The experimental MT System of the Project KIT-FAST
|
The project FAST,
which is member of the project group
KIT, has developed
and implemented an experimental machine translation (MT)
system. For that reason a syntactic, semantic and
aspects of a conceptual level of representation have been realized.
The syntactic and semantic sentential representations are structures,
which are generated by Generalized Phrase Structure Grammars (GPSG)
and Functor-Argument-Structures (FAS), respectively. The conceptual
level of representation is realized with the help of the KL-ONE based
knowledege representation system BACK. The BACK system has been
developed by the sister project
KIT-BACK and integrated into the MT system.

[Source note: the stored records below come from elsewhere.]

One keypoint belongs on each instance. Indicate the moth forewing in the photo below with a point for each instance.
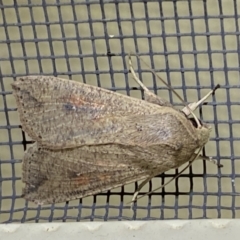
(91, 140)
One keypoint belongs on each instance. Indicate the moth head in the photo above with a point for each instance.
(203, 130)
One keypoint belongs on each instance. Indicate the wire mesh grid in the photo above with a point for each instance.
(193, 45)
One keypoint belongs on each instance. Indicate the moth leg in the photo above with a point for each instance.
(193, 106)
(138, 190)
(149, 96)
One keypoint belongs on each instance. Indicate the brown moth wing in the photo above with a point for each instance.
(59, 113)
(62, 175)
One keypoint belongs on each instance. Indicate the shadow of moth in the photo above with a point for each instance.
(89, 139)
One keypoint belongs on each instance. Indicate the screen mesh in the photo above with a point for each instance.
(193, 45)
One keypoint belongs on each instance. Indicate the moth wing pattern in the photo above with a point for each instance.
(60, 113)
(53, 176)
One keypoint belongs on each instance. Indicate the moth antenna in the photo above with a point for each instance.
(170, 88)
(162, 186)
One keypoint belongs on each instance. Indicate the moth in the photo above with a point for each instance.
(89, 139)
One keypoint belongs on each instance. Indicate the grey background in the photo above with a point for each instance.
(193, 45)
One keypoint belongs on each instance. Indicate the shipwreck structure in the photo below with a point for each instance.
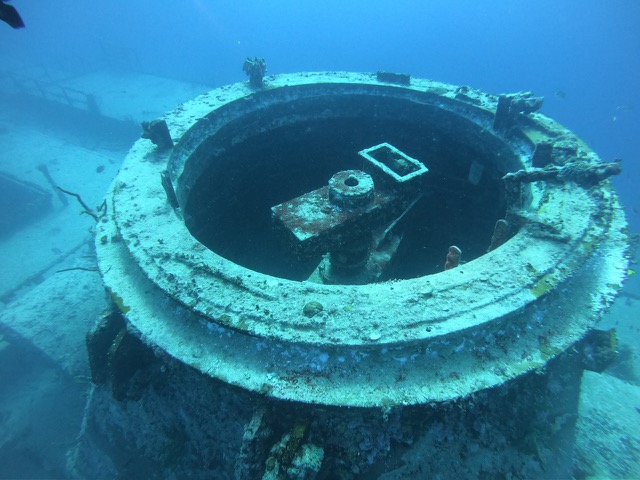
(281, 304)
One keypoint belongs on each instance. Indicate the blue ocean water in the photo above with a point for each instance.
(582, 56)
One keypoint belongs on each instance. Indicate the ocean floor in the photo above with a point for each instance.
(51, 293)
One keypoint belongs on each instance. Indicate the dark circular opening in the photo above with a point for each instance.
(228, 208)
(351, 182)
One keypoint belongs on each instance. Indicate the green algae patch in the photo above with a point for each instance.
(117, 300)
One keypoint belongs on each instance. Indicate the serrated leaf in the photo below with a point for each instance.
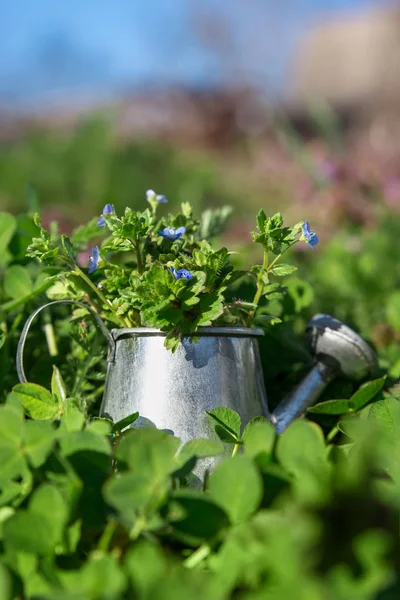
(331, 407)
(366, 393)
(281, 270)
(39, 402)
(236, 486)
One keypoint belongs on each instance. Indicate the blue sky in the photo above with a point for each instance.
(78, 47)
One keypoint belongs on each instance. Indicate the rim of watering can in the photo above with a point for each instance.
(201, 332)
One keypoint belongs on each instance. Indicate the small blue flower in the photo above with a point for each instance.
(309, 236)
(107, 210)
(181, 273)
(151, 195)
(94, 259)
(172, 234)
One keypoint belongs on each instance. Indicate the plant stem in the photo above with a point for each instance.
(107, 536)
(104, 300)
(138, 257)
(235, 449)
(198, 555)
(260, 287)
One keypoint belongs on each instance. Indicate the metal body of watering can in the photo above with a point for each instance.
(218, 366)
(174, 390)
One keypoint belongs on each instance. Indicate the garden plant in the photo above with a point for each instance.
(95, 509)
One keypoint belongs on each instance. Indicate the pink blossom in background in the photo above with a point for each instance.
(391, 192)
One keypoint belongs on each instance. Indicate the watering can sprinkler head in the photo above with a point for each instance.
(338, 350)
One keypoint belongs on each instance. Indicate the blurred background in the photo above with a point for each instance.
(291, 105)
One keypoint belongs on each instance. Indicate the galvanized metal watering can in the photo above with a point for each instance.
(173, 391)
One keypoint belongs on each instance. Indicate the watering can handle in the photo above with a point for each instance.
(24, 333)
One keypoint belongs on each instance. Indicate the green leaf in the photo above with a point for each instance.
(100, 425)
(11, 430)
(259, 437)
(331, 407)
(261, 219)
(17, 282)
(84, 441)
(39, 439)
(28, 532)
(123, 423)
(135, 493)
(5, 583)
(393, 310)
(8, 226)
(236, 486)
(100, 577)
(281, 270)
(301, 447)
(3, 338)
(300, 292)
(39, 402)
(366, 393)
(192, 513)
(145, 564)
(58, 386)
(48, 503)
(386, 413)
(148, 450)
(228, 423)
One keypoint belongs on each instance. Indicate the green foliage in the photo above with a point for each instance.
(163, 273)
(83, 518)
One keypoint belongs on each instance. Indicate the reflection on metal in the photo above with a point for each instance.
(173, 391)
(338, 350)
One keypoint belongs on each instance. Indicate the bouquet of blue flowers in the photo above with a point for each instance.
(164, 272)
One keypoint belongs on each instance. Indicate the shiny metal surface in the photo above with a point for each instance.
(303, 396)
(335, 344)
(338, 351)
(174, 390)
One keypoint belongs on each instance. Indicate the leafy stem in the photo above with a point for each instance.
(105, 301)
(138, 257)
(260, 287)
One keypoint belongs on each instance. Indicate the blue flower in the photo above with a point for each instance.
(107, 210)
(181, 273)
(309, 236)
(172, 234)
(94, 259)
(160, 198)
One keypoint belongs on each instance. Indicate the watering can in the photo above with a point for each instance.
(220, 367)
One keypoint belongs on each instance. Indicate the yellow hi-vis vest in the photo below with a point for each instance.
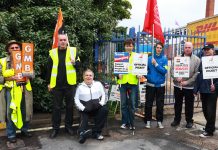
(70, 70)
(129, 78)
(1, 63)
(16, 94)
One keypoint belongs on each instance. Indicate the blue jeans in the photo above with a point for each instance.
(10, 127)
(128, 103)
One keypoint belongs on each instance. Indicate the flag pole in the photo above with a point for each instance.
(152, 40)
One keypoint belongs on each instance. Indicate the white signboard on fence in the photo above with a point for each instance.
(115, 93)
(210, 67)
(181, 67)
(142, 90)
(140, 64)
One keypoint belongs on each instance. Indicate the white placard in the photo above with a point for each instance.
(140, 64)
(181, 67)
(121, 62)
(142, 90)
(210, 67)
(115, 93)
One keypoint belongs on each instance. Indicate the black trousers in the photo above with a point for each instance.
(154, 93)
(209, 101)
(180, 94)
(100, 117)
(58, 96)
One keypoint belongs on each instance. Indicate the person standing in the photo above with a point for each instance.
(90, 100)
(17, 98)
(183, 88)
(128, 85)
(61, 75)
(155, 86)
(208, 95)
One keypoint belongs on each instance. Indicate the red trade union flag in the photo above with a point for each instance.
(152, 17)
(58, 29)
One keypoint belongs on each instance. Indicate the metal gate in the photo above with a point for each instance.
(174, 45)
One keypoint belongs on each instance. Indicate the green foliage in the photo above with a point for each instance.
(34, 21)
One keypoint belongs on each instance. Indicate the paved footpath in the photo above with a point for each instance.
(168, 138)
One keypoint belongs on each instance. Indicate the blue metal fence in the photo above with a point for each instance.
(174, 44)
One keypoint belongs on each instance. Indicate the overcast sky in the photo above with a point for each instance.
(182, 11)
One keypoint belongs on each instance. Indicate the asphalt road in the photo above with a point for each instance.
(169, 138)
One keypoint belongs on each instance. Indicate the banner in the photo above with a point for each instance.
(121, 62)
(181, 67)
(140, 64)
(27, 59)
(152, 18)
(59, 28)
(210, 67)
(16, 56)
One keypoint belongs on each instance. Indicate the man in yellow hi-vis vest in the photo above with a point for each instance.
(128, 86)
(61, 75)
(18, 98)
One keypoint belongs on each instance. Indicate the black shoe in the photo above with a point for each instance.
(26, 134)
(175, 123)
(206, 134)
(189, 125)
(53, 134)
(70, 131)
(12, 140)
(83, 136)
(98, 136)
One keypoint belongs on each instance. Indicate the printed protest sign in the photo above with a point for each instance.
(210, 67)
(181, 67)
(142, 90)
(140, 64)
(27, 59)
(115, 93)
(121, 62)
(16, 56)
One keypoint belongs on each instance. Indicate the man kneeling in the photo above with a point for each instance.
(90, 100)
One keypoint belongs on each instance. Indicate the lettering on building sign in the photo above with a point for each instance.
(213, 26)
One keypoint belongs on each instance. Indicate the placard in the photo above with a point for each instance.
(27, 59)
(16, 56)
(142, 90)
(181, 67)
(140, 64)
(210, 67)
(115, 93)
(121, 62)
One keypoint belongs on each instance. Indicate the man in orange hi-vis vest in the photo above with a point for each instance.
(18, 99)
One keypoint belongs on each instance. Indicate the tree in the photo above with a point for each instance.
(34, 21)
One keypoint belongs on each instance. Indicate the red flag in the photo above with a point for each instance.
(152, 17)
(58, 29)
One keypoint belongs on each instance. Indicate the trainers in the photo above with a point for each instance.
(189, 125)
(202, 129)
(159, 125)
(83, 136)
(175, 123)
(206, 134)
(123, 126)
(148, 125)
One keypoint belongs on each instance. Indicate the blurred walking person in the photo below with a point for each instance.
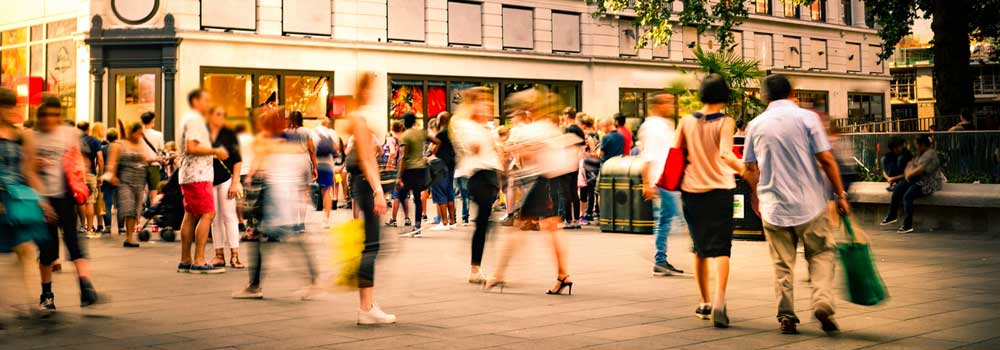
(195, 177)
(546, 153)
(17, 173)
(787, 154)
(478, 161)
(54, 142)
(656, 136)
(365, 125)
(279, 159)
(706, 193)
(225, 189)
(126, 171)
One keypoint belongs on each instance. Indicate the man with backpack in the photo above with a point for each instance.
(328, 150)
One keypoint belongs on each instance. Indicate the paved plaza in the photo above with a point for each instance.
(945, 294)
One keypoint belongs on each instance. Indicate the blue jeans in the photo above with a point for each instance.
(664, 210)
(463, 190)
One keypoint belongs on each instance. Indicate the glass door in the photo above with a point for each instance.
(132, 92)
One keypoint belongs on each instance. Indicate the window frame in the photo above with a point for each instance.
(503, 31)
(579, 31)
(448, 23)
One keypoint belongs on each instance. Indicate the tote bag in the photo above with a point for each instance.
(673, 170)
(864, 285)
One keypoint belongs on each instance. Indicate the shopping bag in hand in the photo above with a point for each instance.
(864, 285)
(347, 241)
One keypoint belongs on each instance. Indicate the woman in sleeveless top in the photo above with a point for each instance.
(127, 170)
(706, 193)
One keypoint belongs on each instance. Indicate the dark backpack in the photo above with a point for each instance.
(325, 146)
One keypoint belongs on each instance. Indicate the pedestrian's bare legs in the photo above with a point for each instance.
(201, 237)
(367, 298)
(187, 236)
(551, 225)
(721, 280)
(701, 277)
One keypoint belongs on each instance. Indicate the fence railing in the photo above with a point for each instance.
(937, 123)
(966, 156)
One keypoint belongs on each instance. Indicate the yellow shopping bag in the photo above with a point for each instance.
(347, 241)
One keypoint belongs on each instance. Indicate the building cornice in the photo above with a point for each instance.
(397, 47)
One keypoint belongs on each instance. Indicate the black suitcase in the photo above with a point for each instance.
(622, 206)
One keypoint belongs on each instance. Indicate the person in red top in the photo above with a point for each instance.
(626, 133)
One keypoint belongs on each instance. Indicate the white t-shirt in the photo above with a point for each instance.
(246, 151)
(195, 168)
(656, 136)
(154, 137)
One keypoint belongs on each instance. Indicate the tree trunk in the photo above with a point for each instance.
(953, 88)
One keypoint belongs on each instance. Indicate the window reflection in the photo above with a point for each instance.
(306, 94)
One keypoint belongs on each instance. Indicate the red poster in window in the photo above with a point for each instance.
(437, 100)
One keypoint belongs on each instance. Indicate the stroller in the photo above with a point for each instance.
(166, 216)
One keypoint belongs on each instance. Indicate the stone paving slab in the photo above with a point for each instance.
(945, 294)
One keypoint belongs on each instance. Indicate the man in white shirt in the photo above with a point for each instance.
(152, 146)
(195, 177)
(656, 136)
(787, 154)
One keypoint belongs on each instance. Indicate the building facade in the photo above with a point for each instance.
(113, 59)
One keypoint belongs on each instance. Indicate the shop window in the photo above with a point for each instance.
(230, 14)
(816, 101)
(872, 58)
(628, 34)
(793, 52)
(762, 7)
(820, 59)
(763, 46)
(854, 57)
(36, 33)
(14, 36)
(791, 8)
(565, 32)
(406, 20)
(817, 11)
(306, 17)
(846, 9)
(60, 29)
(406, 96)
(307, 94)
(37, 66)
(231, 91)
(13, 65)
(61, 68)
(865, 108)
(518, 28)
(465, 23)
(689, 35)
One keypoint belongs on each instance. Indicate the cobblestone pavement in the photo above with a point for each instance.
(945, 294)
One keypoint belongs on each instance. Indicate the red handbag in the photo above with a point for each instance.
(76, 174)
(673, 170)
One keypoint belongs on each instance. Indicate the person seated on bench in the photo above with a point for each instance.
(922, 177)
(894, 162)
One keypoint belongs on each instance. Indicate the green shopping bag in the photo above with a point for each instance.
(864, 285)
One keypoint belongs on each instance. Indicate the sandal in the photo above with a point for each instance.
(234, 262)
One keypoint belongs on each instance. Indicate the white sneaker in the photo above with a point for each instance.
(375, 316)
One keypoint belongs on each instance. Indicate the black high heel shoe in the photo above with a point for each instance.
(562, 284)
(489, 284)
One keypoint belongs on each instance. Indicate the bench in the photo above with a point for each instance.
(957, 207)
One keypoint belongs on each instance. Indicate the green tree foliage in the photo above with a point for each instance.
(656, 16)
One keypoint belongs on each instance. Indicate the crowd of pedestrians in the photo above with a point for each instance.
(542, 168)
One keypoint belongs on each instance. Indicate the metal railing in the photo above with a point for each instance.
(966, 156)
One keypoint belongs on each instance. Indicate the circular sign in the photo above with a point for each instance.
(135, 11)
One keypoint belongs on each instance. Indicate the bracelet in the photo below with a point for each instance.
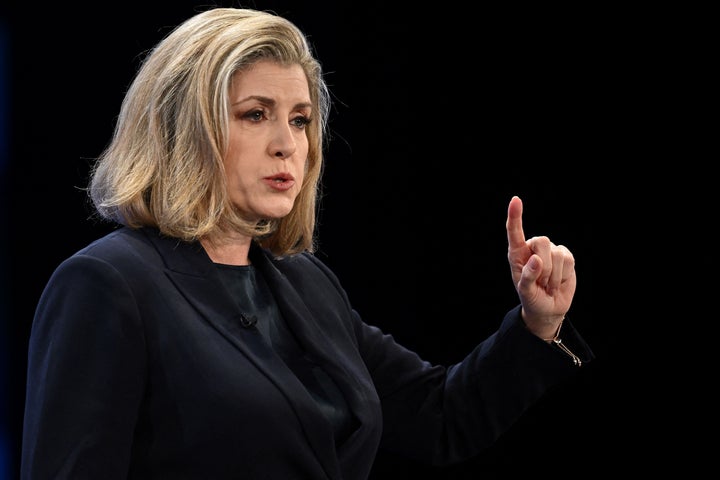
(557, 341)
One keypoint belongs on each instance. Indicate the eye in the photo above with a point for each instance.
(254, 115)
(300, 122)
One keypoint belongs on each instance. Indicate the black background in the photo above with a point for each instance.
(440, 116)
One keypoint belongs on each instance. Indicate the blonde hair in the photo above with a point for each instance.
(164, 165)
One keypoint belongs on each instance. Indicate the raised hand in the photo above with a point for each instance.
(543, 274)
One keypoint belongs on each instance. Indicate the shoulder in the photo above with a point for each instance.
(123, 250)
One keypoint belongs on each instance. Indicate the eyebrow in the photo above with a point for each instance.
(271, 102)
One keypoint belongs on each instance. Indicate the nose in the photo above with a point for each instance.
(282, 144)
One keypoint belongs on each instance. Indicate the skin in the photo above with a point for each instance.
(265, 164)
(267, 151)
(543, 274)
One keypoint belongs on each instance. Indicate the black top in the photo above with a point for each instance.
(257, 305)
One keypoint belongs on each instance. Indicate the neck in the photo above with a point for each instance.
(228, 250)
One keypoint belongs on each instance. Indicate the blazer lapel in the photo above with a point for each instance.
(193, 273)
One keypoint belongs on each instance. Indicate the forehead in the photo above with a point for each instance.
(268, 78)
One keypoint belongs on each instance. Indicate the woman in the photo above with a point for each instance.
(203, 338)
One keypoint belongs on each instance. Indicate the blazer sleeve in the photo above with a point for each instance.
(443, 415)
(86, 372)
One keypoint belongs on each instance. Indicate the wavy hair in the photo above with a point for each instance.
(164, 165)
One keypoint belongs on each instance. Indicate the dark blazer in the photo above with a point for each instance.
(140, 368)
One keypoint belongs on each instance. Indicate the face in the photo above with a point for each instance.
(265, 163)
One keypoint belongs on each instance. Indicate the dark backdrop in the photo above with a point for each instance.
(440, 117)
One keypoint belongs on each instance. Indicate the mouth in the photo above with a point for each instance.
(281, 181)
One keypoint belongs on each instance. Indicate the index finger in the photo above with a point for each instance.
(516, 235)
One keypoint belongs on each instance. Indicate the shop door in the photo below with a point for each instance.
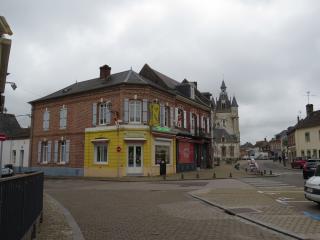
(135, 160)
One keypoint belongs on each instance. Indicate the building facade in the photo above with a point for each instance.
(307, 135)
(122, 124)
(16, 147)
(226, 132)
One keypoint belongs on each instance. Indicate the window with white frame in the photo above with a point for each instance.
(104, 114)
(101, 152)
(46, 120)
(162, 153)
(135, 111)
(63, 117)
(44, 151)
(14, 156)
(307, 136)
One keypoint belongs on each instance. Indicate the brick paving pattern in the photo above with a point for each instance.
(108, 210)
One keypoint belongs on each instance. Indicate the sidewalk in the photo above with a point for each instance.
(54, 225)
(246, 202)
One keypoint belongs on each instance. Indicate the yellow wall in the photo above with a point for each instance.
(112, 168)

In the ABox (assertional knowledge) of the BACK system the text content
is represented. The TBox (terminological knowledge) contains predefined
background knowledge (domain and world knowledge, linguistic knowledge).
The KIT-FAST MT system is transfer-based and
translates written German texts into English sentence by sentence.
The translation of a sentence consists
of morphological, syntactical, semantical and conceptual analysis,
transfer, generation and morphological synthesis. The algorithms for
morphological analysis and synthesis are based on the SUTRA system
(a module of the HAM-ANS hotel information system).
The syntactic analysis is realized by a GPSG parser, which interprets
ID rules, LP statements and metarules directly. The semantic and
conceptual analysis, the transfer as well as the generation is
realized by one algorithm on the basis of term-rewriting (known
from the automatic provement of equations).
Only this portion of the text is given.